Reputation: 6908
currently I'm desperately trying to write german umlauts, read from the console, into a utf8 encoded text file on windows 7.
Here is the code to setup the scanner:
Scanner scanner = new Scanner(System.in, "UTF8");
Here is the code to read the string:
String s = scanner.nextLine();
Here is the code to write into a file:
OutputStreamWriter osw = new OutputStreamWriter(new FileOutputStream(this.targetFile), "UTF8");
osw.write(s);
Unfortunately, instead of example "überraschung" the so written file is encoded in utf8 but will not display the umlaut.

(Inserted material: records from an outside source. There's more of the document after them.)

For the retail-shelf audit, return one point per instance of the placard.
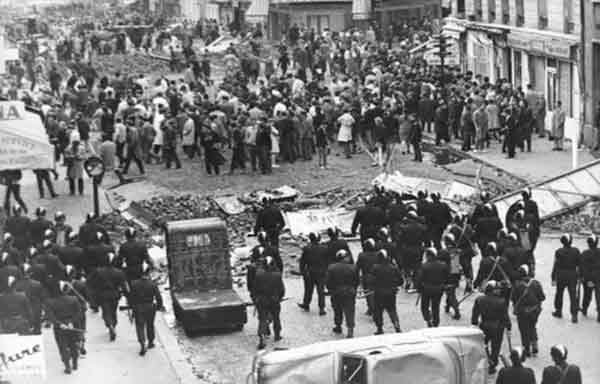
(22, 358)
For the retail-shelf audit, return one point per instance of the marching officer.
(565, 274)
(411, 238)
(335, 244)
(144, 299)
(370, 218)
(108, 283)
(270, 219)
(341, 281)
(268, 292)
(38, 226)
(15, 256)
(365, 263)
(386, 279)
(134, 254)
(561, 372)
(19, 226)
(62, 230)
(527, 298)
(64, 310)
(15, 310)
(516, 373)
(313, 267)
(35, 294)
(590, 271)
(431, 282)
(71, 253)
(490, 313)
(267, 249)
(440, 218)
(78, 289)
(450, 254)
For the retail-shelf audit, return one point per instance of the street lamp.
(94, 167)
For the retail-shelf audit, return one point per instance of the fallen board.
(559, 194)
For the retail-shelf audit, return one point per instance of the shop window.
(568, 12)
(491, 10)
(542, 14)
(520, 11)
(505, 12)
(597, 15)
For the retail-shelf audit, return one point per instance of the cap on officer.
(524, 270)
(130, 233)
(566, 239)
(592, 241)
(341, 255)
(58, 216)
(559, 352)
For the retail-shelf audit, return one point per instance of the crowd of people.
(424, 248)
(51, 274)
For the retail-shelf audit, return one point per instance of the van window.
(354, 370)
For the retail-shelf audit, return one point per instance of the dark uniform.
(490, 312)
(527, 298)
(35, 294)
(370, 218)
(411, 237)
(15, 312)
(64, 310)
(431, 284)
(267, 292)
(18, 226)
(134, 253)
(108, 283)
(590, 271)
(365, 263)
(565, 273)
(342, 280)
(144, 298)
(271, 220)
(386, 279)
(516, 375)
(313, 267)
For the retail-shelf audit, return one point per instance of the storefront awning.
(361, 9)
(258, 11)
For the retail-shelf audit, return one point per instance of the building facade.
(534, 42)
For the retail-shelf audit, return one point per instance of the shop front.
(549, 64)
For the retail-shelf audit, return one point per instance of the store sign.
(554, 47)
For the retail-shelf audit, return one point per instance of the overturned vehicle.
(448, 355)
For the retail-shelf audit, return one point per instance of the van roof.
(364, 343)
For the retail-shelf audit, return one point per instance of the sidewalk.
(106, 362)
(538, 165)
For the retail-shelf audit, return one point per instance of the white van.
(448, 355)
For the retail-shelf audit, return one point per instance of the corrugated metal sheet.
(561, 193)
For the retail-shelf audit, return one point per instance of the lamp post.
(94, 167)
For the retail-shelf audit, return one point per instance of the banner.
(22, 358)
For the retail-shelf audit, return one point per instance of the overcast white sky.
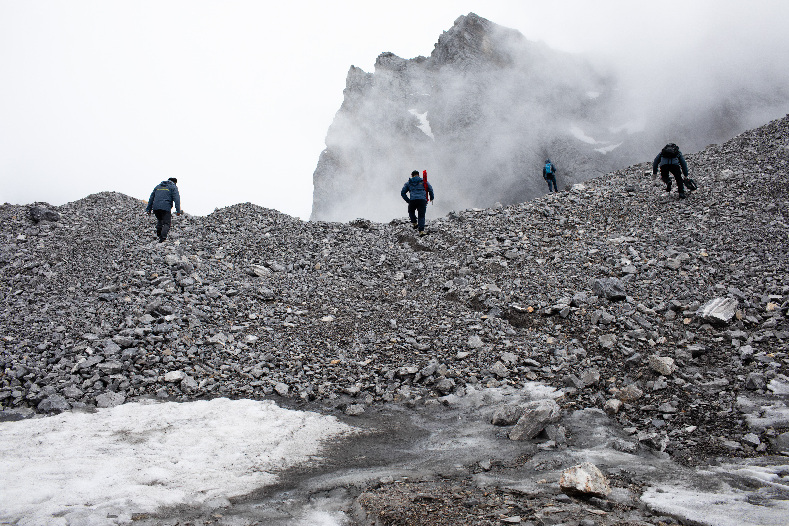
(234, 97)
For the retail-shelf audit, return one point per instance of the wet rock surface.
(251, 303)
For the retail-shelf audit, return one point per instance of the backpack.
(670, 151)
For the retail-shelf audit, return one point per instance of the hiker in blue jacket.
(549, 174)
(161, 202)
(670, 160)
(417, 190)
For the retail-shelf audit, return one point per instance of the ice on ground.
(629, 127)
(722, 508)
(99, 468)
(424, 123)
(606, 149)
(778, 387)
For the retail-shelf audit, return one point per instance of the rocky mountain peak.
(658, 327)
(489, 105)
(472, 38)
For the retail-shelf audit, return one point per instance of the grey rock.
(718, 311)
(755, 381)
(630, 393)
(584, 479)
(662, 364)
(40, 213)
(506, 415)
(611, 289)
(109, 399)
(536, 415)
(53, 403)
(354, 409)
(781, 443)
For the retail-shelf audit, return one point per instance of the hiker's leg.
(677, 171)
(664, 174)
(159, 217)
(421, 208)
(167, 217)
(412, 211)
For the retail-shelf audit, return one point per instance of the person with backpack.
(418, 190)
(671, 161)
(161, 202)
(549, 174)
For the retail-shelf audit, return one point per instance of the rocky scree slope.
(248, 302)
(485, 109)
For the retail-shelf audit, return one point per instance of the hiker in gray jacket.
(161, 202)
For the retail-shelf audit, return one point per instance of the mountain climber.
(161, 202)
(417, 190)
(670, 160)
(549, 174)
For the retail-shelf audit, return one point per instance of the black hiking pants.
(676, 171)
(551, 182)
(164, 218)
(417, 206)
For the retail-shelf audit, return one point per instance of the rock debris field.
(668, 315)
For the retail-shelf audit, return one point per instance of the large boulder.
(584, 479)
(536, 415)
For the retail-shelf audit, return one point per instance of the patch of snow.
(725, 507)
(424, 123)
(604, 150)
(778, 387)
(579, 134)
(99, 468)
(629, 127)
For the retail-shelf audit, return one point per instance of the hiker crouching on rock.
(670, 160)
(161, 202)
(417, 190)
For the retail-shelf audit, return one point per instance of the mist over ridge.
(488, 106)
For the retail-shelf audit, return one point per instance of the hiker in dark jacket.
(670, 160)
(161, 202)
(417, 200)
(549, 174)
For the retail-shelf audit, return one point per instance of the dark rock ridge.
(249, 302)
(483, 112)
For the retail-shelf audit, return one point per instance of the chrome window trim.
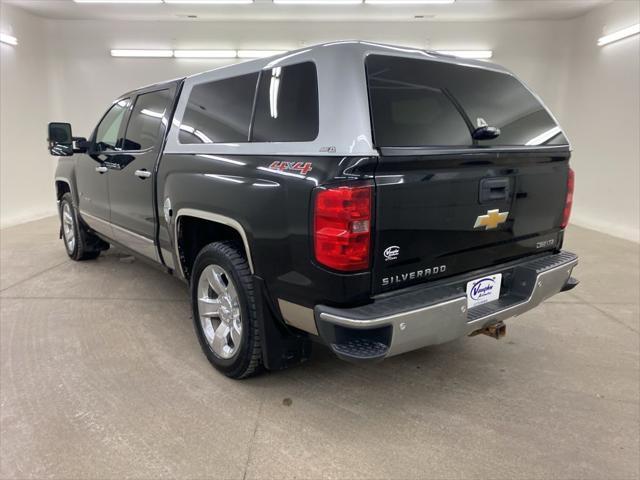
(213, 217)
(342, 131)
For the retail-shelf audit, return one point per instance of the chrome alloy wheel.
(67, 228)
(219, 311)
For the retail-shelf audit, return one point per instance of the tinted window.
(430, 103)
(146, 119)
(287, 105)
(107, 132)
(219, 111)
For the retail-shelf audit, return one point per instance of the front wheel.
(224, 310)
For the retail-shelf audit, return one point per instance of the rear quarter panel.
(274, 208)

What to do?
Upvotes: 2
Views: 18613
Reputation: 4398
This worked for me, with german umlauts:
import java.io.BufferedReader;
import java.io.FileOutputStream;
import java.io.InputStreamReader;
import java.io.OutputStreamWriter;
public class P {
public static void main(String[] args) throws Exception {
BufferedReader stdin = new BufferedReader(new InputStreamReader(System.in));
String s = stdin.readLine();
OutputStreamWriter osw = new OutputStreamWriter(new FileOutputStream("D:/p.txt"), "UTF-8");
osw.write(s);
osw.close();
}
}
Upvotes: 0
Reputation: 2236
I had a similar problem (The String "ç" would not be "detected" by the Scanner and Strings like "Açores" would have the ç character "garbled").
I solved it by declaring the charset for the language:
Scanner keyboardReader = new Scanner(System.in, "iso-8859-1");
Upvotes: 2
Reputation: 21995
Your console probably is not UTF-8, so when you do new Scanner(System.in, "UTF8");
you are creating a scanner with the wrong encoding, and your umlauts are lost when you try to read lines from the console.
You may want to use chcp
on a console prompt to check what code page is being used.
In fact, you might not need to specify an encoding at all. If you just create the scanner as new Scanner(System.in)
, the default platform encoding should be used.
Upvotes: 3